An old ice house, an underground predecessor to the modern Yakhchāl. That would certainly explain the cold. Old though it might be, it was a sign of some kind of civilisation.
Some three hours of stumbling in the dark had brought them to a broad, low-ceilinged hall carved out of the rock. At some point, it had warmed beyond freezing just enough to melt the ice, and the remnants were now sloshing around their ankles just as unpleasant as the air.
Rexis knelt in the water, scooping as much as he could into waterskins. His breath misted the air and he shuddered as he pushed the stopper into the last of the waterskins. “It might be cold, but it won’t kill you,” he said as he looked over his shoulder at the flickering forms of Aiur and Daiss, stood at the base of the stairs.
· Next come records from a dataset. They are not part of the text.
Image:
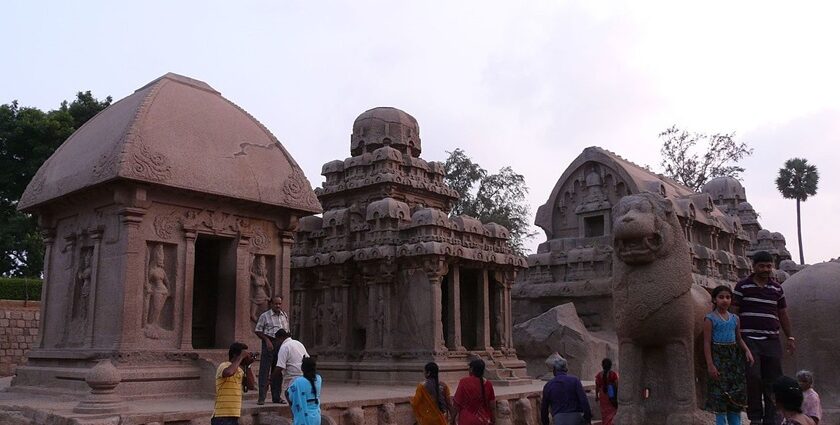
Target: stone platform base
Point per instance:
(342, 404)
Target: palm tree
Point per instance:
(798, 180)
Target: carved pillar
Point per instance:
(370, 334)
(96, 236)
(454, 319)
(436, 269)
(386, 332)
(242, 326)
(48, 235)
(133, 278)
(282, 283)
(189, 277)
(344, 299)
(484, 307)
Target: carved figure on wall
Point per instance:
(334, 315)
(379, 322)
(320, 316)
(157, 292)
(296, 315)
(82, 293)
(658, 313)
(260, 287)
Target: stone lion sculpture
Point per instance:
(658, 314)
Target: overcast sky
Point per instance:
(528, 84)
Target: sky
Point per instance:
(525, 84)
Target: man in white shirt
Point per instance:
(267, 326)
(289, 358)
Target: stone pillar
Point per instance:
(436, 269)
(189, 277)
(96, 236)
(133, 277)
(282, 281)
(242, 326)
(483, 325)
(48, 235)
(386, 338)
(454, 319)
(370, 335)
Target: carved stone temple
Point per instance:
(386, 280)
(574, 264)
(168, 222)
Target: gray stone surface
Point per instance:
(560, 330)
(813, 297)
(154, 214)
(657, 314)
(386, 281)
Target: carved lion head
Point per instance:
(642, 228)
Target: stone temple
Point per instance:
(574, 264)
(168, 222)
(386, 280)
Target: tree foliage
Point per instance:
(682, 162)
(28, 136)
(798, 180)
(498, 198)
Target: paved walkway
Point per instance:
(336, 395)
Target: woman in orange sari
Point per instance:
(603, 380)
(431, 402)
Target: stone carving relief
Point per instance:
(297, 310)
(524, 412)
(150, 164)
(655, 300)
(260, 287)
(166, 225)
(106, 165)
(157, 291)
(259, 240)
(504, 416)
(296, 191)
(82, 284)
(387, 415)
(334, 315)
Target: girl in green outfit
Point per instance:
(722, 346)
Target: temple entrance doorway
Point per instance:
(214, 292)
(470, 308)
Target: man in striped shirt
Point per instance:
(760, 303)
(267, 326)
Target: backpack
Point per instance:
(611, 390)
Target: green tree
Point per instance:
(498, 198)
(682, 162)
(798, 180)
(28, 136)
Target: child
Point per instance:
(811, 405)
(721, 343)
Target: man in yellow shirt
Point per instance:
(229, 385)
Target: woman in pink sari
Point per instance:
(475, 401)
(603, 380)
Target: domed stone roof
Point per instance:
(385, 126)
(181, 133)
(725, 188)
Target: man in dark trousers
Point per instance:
(760, 303)
(268, 324)
(564, 398)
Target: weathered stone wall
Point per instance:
(18, 332)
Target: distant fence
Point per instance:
(20, 288)
(18, 332)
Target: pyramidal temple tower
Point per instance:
(386, 280)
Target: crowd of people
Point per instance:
(743, 352)
(742, 349)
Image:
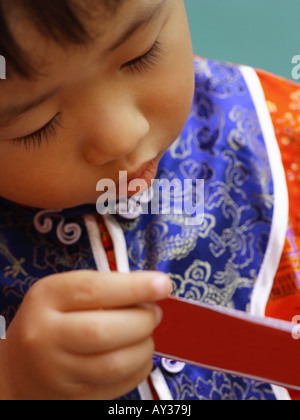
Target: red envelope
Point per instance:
(230, 341)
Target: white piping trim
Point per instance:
(264, 283)
(96, 243)
(145, 391)
(161, 385)
(102, 264)
(119, 242)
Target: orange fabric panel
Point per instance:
(283, 99)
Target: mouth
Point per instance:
(146, 173)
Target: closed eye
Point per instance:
(148, 60)
(38, 137)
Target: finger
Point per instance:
(91, 290)
(103, 331)
(110, 392)
(110, 368)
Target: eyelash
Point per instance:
(36, 139)
(141, 64)
(148, 60)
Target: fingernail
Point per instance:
(159, 315)
(162, 285)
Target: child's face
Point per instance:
(110, 114)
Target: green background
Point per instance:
(261, 33)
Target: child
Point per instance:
(95, 88)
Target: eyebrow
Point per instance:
(15, 111)
(144, 18)
(10, 114)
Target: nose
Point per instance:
(114, 130)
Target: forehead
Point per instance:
(69, 23)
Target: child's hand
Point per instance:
(83, 335)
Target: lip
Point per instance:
(146, 173)
(145, 168)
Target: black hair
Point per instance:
(63, 21)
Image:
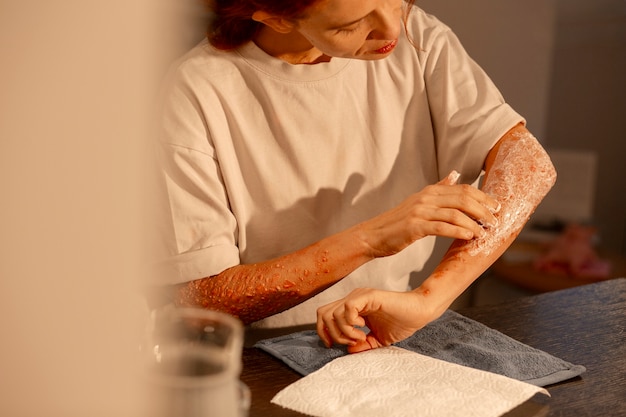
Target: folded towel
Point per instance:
(452, 338)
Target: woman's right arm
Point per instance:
(255, 291)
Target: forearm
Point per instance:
(518, 175)
(255, 291)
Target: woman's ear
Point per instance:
(279, 24)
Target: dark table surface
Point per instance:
(585, 325)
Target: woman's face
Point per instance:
(362, 29)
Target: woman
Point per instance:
(312, 151)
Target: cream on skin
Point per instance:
(519, 174)
(362, 29)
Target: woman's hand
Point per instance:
(442, 209)
(390, 316)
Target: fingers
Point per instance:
(369, 343)
(464, 207)
(338, 322)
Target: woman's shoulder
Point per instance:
(424, 28)
(205, 62)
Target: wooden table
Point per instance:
(585, 325)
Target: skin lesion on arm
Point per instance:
(255, 291)
(519, 174)
(518, 177)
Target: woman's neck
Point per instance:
(290, 47)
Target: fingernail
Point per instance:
(497, 209)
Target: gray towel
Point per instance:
(453, 338)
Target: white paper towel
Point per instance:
(396, 382)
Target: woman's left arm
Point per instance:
(518, 174)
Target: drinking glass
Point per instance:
(192, 364)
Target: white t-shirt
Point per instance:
(263, 158)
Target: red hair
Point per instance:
(233, 26)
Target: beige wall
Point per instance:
(561, 63)
(513, 41)
(75, 80)
(587, 107)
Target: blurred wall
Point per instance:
(76, 82)
(587, 102)
(513, 42)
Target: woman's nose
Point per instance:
(387, 22)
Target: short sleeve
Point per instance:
(468, 112)
(198, 231)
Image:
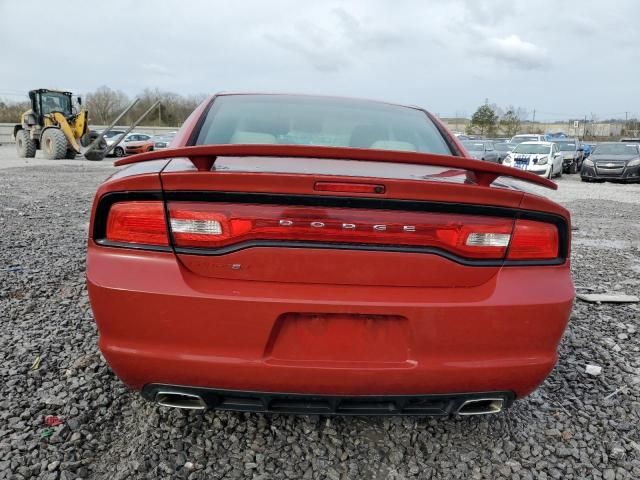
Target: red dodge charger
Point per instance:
(302, 254)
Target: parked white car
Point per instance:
(527, 137)
(541, 158)
(119, 150)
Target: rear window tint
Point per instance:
(302, 120)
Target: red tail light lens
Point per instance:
(534, 241)
(137, 222)
(348, 187)
(217, 225)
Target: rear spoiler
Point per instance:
(203, 158)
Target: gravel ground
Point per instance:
(568, 429)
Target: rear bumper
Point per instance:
(160, 323)
(268, 402)
(625, 174)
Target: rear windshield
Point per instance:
(474, 146)
(529, 148)
(503, 147)
(523, 139)
(301, 120)
(566, 146)
(616, 149)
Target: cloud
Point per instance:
(515, 52)
(336, 46)
(155, 68)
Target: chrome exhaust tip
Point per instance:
(481, 406)
(187, 401)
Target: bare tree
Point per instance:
(104, 104)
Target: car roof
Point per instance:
(320, 97)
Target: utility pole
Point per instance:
(533, 121)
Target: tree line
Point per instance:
(105, 104)
(491, 121)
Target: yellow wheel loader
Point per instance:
(56, 127)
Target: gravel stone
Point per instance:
(566, 429)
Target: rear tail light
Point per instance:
(138, 223)
(532, 240)
(348, 187)
(219, 225)
(203, 225)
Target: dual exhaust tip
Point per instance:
(191, 401)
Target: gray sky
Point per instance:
(565, 59)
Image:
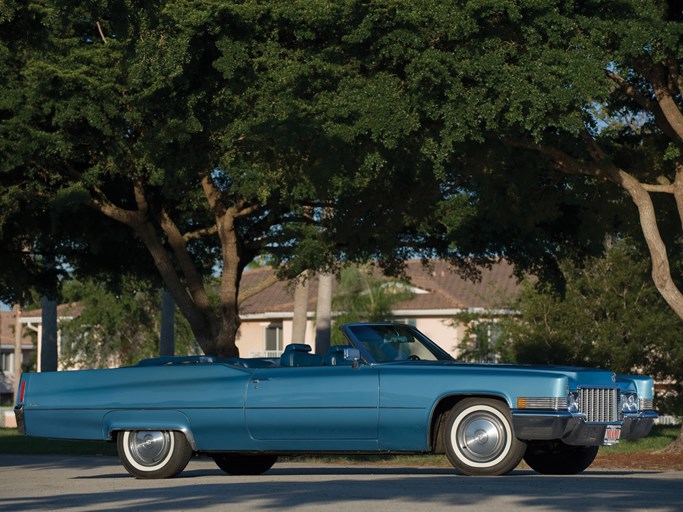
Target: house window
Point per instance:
(7, 362)
(274, 337)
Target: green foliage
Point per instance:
(171, 139)
(362, 295)
(116, 327)
(610, 316)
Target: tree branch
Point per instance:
(177, 242)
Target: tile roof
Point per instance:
(445, 289)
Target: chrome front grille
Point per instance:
(600, 405)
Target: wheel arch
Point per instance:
(116, 422)
(440, 411)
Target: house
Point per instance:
(31, 330)
(438, 295)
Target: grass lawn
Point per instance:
(11, 442)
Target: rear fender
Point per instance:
(139, 419)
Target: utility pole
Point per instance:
(18, 354)
(48, 342)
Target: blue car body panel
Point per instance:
(357, 404)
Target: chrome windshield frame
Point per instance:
(350, 331)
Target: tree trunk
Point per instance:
(300, 309)
(323, 322)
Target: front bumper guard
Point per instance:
(573, 429)
(19, 415)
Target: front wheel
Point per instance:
(480, 439)
(153, 453)
(235, 464)
(558, 458)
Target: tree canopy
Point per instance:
(611, 316)
(179, 139)
(210, 130)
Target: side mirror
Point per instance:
(351, 354)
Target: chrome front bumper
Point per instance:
(573, 429)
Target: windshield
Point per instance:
(384, 343)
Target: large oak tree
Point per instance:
(211, 130)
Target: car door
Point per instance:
(320, 403)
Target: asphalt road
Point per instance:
(51, 483)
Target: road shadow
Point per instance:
(333, 487)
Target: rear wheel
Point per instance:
(480, 439)
(558, 458)
(235, 464)
(153, 453)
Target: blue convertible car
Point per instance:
(389, 390)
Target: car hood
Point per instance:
(578, 376)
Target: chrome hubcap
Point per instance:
(481, 437)
(149, 447)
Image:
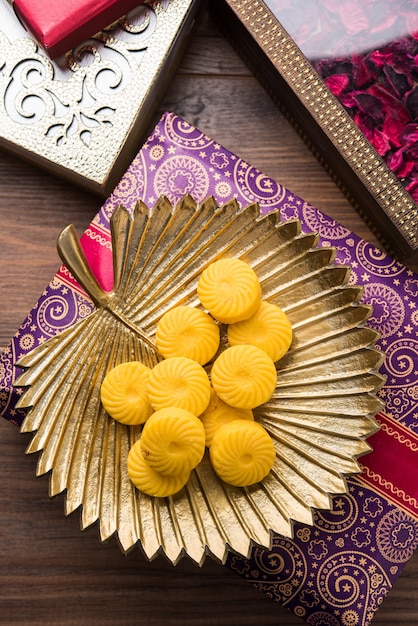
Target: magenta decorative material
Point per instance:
(337, 572)
(367, 54)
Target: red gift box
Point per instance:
(59, 27)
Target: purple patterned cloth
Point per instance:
(336, 572)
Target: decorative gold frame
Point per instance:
(292, 81)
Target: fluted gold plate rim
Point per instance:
(320, 415)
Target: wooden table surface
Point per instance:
(51, 573)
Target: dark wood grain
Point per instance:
(50, 572)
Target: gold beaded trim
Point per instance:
(359, 154)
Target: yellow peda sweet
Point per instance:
(187, 331)
(124, 393)
(242, 453)
(148, 480)
(229, 289)
(244, 376)
(180, 382)
(173, 441)
(219, 413)
(269, 329)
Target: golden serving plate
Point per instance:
(320, 415)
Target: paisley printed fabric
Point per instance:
(336, 572)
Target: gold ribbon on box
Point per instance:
(319, 417)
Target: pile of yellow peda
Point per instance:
(183, 409)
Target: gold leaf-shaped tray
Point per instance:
(320, 415)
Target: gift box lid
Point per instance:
(263, 32)
(61, 27)
(84, 115)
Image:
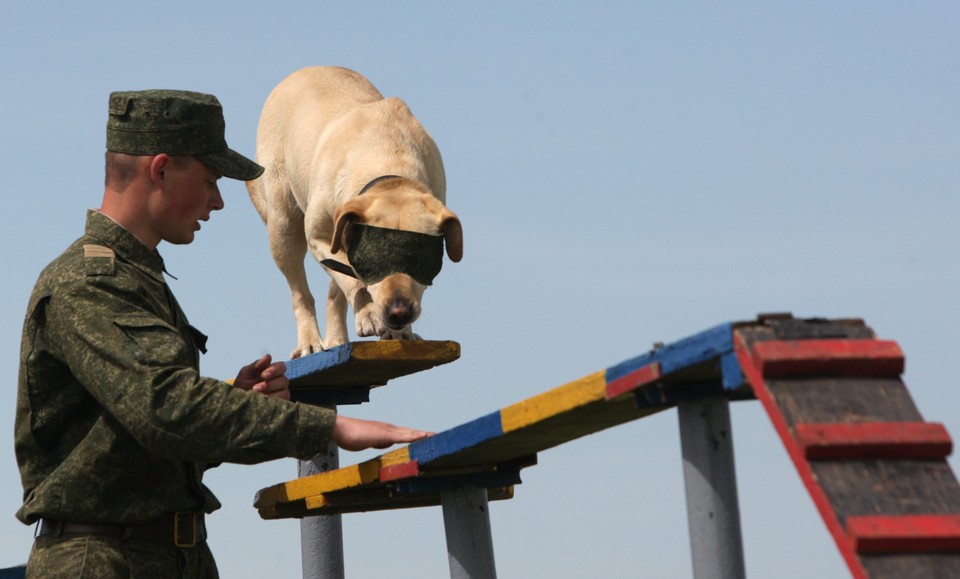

They were huddled around their only source of light and warmth: a sputtering torch formed from strips of cloth wrapped around the remains of a khopesh.
“It damn well might,” Daiss grumbled, staring at the water as if it were a pit of serpents, hissing and snapping at his heels. He shuffled back out of its reach.
Rexis sighed, water splashing as he rose to his feet and dripping from his soaked clothes. “We’re going through. No way anyone was lugging ice into and out of that crevasse. There’ll be a passage at the end,” he said, jerking his thumb into the darkness behind him.
“Why would there be an entrance that way?” Daiss whined, still watching every ripple in the water’s surface.
“Why would there be an ice house?” Rexis stated, his tone deadpan. “Civilisation. It might be old, but someone, or something, out there would have used this. A small town, village, whatever. But there’s one thing they would always need.”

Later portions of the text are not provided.